Nearly every AI researcher and AI practitioner we interviewed mentioned compute as one of the main bottlenecks to further AI foundational model advancements. But does this mean we simply need better, faster GPUs, CPUs, and TPUs?
We find the real bottlenecks in this supposed bottleneck are not the chips themselves, but everything beyond the actual chips.
While the relentless pursuit of more powerful AI models continues, the infrastructure surrounding those powerful chips—energy, networking, installation, and cooling—often dictates the true pace of advancement.

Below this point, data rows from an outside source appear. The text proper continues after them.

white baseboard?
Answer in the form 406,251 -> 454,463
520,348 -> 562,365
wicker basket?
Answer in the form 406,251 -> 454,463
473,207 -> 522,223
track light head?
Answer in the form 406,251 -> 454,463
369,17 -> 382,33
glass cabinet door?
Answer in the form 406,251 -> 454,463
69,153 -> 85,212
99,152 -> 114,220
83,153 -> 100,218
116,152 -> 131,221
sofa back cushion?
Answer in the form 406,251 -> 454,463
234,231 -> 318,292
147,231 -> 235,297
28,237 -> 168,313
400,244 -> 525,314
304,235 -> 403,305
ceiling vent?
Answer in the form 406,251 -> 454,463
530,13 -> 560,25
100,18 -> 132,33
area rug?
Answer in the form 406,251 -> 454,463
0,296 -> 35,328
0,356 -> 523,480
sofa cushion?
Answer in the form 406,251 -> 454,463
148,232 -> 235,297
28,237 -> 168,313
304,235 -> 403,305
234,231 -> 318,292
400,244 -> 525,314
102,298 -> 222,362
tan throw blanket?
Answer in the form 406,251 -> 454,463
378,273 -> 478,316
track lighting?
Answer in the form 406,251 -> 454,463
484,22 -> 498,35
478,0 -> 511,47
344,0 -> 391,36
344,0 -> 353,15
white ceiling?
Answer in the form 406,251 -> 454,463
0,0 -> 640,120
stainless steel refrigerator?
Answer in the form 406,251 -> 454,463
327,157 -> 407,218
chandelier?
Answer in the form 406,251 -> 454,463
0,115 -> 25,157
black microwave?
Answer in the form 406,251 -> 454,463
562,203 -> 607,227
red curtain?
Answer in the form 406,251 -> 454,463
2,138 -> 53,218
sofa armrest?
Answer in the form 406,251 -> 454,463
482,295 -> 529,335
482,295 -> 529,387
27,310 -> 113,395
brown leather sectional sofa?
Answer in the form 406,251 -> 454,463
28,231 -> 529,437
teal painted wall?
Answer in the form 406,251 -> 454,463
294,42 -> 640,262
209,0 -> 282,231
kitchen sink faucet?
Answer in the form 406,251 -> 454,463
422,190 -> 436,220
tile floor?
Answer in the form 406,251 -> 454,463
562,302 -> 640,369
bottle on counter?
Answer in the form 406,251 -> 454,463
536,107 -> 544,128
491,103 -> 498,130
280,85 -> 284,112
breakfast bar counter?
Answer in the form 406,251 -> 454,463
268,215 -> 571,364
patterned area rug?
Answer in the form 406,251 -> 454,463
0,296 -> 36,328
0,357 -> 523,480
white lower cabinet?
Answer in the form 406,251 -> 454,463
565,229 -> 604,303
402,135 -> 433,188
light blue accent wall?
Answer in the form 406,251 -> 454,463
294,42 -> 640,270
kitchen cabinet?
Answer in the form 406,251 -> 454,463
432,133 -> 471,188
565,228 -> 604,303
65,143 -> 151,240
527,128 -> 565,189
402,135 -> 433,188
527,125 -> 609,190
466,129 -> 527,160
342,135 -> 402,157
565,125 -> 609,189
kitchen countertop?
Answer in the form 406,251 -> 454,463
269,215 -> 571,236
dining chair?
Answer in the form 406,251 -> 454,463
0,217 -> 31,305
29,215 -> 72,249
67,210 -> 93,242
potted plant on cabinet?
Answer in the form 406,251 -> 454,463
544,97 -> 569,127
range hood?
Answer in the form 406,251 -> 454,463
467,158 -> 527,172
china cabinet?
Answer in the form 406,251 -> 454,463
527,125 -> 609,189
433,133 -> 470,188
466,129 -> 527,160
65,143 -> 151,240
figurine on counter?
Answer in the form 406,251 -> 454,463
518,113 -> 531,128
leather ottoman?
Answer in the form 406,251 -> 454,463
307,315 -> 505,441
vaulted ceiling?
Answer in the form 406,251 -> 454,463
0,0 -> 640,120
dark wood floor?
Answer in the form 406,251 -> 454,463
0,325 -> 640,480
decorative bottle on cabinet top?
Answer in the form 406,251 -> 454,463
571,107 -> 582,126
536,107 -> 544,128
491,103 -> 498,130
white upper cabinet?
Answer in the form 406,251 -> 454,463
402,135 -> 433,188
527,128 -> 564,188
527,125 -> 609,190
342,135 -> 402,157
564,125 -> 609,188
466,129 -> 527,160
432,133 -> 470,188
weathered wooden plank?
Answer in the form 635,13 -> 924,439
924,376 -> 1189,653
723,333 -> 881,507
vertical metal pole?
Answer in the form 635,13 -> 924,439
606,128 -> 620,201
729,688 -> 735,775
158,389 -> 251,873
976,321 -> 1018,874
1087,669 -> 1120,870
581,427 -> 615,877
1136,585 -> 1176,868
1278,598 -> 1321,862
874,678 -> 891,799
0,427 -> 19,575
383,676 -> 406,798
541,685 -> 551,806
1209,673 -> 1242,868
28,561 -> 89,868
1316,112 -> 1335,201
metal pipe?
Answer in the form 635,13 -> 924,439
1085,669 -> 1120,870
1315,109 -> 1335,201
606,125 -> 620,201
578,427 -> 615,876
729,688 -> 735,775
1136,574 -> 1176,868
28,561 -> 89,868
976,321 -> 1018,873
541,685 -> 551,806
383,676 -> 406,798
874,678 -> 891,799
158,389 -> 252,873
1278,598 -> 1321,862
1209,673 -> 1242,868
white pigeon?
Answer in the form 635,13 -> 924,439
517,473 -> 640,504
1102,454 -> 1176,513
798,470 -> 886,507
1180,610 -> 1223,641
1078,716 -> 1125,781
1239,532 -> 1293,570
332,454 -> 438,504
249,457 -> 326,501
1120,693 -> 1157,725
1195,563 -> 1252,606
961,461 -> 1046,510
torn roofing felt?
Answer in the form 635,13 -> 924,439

We provide an analysis of the trends and opportunities within this critical area.
Compute's Hidden Bottlenecks
Data Centers: Constrained by energy providers
One of the most immediate and impactful bottlenecks is securing sufficient energy. For instance, CoreWeave worked with local authorities to procure a data center space and designed the datacenter from the ground up.
Modern AI data centers are incredibly power-hungry, often requiring tens of megawatts. Harshdeep Banwait from CoreWeave highlighted this, stating, "There are not enough data center spaces globally that can offer the required tens of megawatts of energy, and cities are not always ready to supply such high energy demands." This isn't just about availability; it's about the process of securing energy contracts.
This process can be complex and time-consuming, often involving lengthy negotiations with utility providers for Power Purchase Agreements (PPAs). Utility interconnect is a crucial aspect of data center site selection, indicating the importance of these energy agreements. What are utilities going to need to sign a PPA becomes a key question for those in the data center world, where negotiation and specific requirements are not publicly transparent. This scarcity of suitable locations and the competition for energy resources contribute to often secretive dealings through shell companies operating on behalf of large tech companies.
Inter-Chip Communication is a Bottleneck
Even with sufficient power, the ability of chips to communicate with each other within a massive compute cluster presents a significant hurdle. Jensen Huang of Nvidia has emphasized that building software to distribute computation across thousands of GPUs (each containing thousands more GPUs) is a fundamental innovation. This requires incredibly high-bandwidth and low-latency interconnects.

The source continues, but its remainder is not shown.